Ausgabe vom 1. 11. 2000

Graz (OTS) - Wenn Jörg Haider auf einer Pressekonferenz 1997
sagte, er könne sich jederzeit Daten aus dem Polizeicomputer
"beschaffen" und auf Anfrage des damaligen Innenministers schriftlich
mitteilte, dass er "nicht zulasse, dass jene mutigen Exekutivbeamten
... nun zu Sündenböcken gemacht werden", ist zu beachten: der
Unterschied zwischen "zugespielt bekommen" und "beschaffen", das
Wissen um die Unrechtmäßigkeit der Dateneinsicht, das zugegebene
Decken der schuldhaft handelnden Beamten und die Verwendung der
illegal beschafften Daten für politische Zwecke. Sollte sich
angesichts dieser Fakten immer noch eine Lücke in strafrechtlichem
Sinne finden, die politische Verantwortung sollte doch einigermaßen
klar sein: Die FPÖ hat Daten beschafft, die FPÖ hat diese Daten gegen
politische Gegner eingesetzt und die FPÖ hat die mutmaßlichen Täter
der Ermittlungsbehörde im Innenministerium gegenüber geheim gehalten.

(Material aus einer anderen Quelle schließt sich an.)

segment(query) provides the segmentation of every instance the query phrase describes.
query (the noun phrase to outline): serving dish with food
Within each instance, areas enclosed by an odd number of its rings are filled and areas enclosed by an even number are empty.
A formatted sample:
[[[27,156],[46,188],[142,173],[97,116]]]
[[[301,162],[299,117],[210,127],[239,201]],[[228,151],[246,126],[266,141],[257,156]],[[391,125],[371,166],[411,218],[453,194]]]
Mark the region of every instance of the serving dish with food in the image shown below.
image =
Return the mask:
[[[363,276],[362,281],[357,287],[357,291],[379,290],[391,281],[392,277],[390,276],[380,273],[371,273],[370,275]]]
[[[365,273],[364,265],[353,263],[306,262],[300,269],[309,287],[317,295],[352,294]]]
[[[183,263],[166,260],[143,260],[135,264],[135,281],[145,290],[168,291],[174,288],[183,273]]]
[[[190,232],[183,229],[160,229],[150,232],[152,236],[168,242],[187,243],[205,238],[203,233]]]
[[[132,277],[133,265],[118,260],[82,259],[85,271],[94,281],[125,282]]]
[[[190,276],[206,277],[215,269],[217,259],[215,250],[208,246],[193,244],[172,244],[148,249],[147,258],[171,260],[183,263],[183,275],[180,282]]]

Wenn Haider gestern zum dritten Mal einen Untersuchungsausschuss in
der Causa Spitzelskandal gefordert hat, einen Tag, nachdem dieser von
seiner eigenen Partei im Parlament erneut abgelehnt worden war, kann
das nur als taktisches Spielchen bewertet werden. An mangelnder
Durchsetzungskraft gegenüber seinen Parlamentariern kann es kaum
liegen, schließlich hatte er kein Problem, die FPÖ hinter seiner
Drohung zu vereinen, die Koalition mit der ÖVP platzen zu lassen.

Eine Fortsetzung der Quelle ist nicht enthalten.